Statistical dynamical systems for skills acquisition in humanoids
Imitation is not simply recording and replaying movements. The learned skills require to be generalized to new situations. For example, if someone grasps a bottle of orange juice, shakes it and pours its content into a glass, the robot should be able to reproduce the task even if the position of the bottle and the glass are different than during the demonstrations. The robot should be able to shake the bottle even if its body does not have the same exact shape and configuration of articulations (a.k.a. correspondence problem, retargeting problem, mapping problem).
In contrast to robots in standard industrial settings, humanoids and compliant robots can work in unpredictable environment and in the proximity of users.
Two sets of tools are relevant for learning and reproducing skills in unpredictable environment:
- Probabilistic machine learning tools: they can extract and exploit the regularities and relevant characteristics of the task.
- Dynamical systems: they are able to cope with perturbations in real-time without having to replan the whole trajectory.
We study how to make these two sets of tools work together. The problem can be illustrated as follows. We assume that the motion of the robot is driven by a set of virtual springs that are related (connected) to a set of candidate objects or body parts of the robot. The learning problem consists of estimating when and where to activate these springs. This can be learned from demonstrations by exploiting the invariant characteristics of the task (the parts of the movement that are the same between the multiple demonstrations). The consistent characteristics will result in strong springs, and the irrelevant will result in soft springs.
What does the video show?
By using the same software, we can teach different skills to the robot. Demonstrations were recorded by placing visual markers on an object and on the hands of the user, tracked by the Optitrack system.

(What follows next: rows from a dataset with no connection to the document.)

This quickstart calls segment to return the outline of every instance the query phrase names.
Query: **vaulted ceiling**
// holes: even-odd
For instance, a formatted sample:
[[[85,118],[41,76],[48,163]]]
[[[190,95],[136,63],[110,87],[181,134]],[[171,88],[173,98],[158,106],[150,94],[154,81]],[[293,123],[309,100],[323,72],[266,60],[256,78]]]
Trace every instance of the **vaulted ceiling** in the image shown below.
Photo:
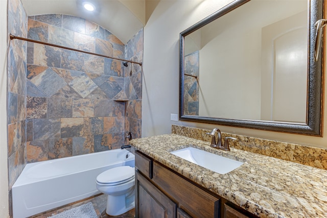
[[[108,30],[124,43],[144,27],[146,22],[146,0],[22,0],[22,2],[28,16],[62,14],[82,17]],[[84,2],[94,5],[95,11],[86,11],[82,5]]]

When the model is tested with hand clapping movements, the robot extracted that bimanual coordination was required. Namely, that the position of one hand is regulated with respect to the other hand. The clapping motion is not perturbed by moving the object around the robot, because the robot learned that the object was not relevant for this skill (i.e., the springs attached to the object frame are too weak to influence the movement).
When the model is tested with reaching movements, the robot learned that it should use one or the other hand depending on the position of the object. If the object is in the center, the robot can try to grasp it with both hands, by following the behavior previously demonstrated by the user. The hand that is not used for tracking the object automatically comes back to a neutral pose.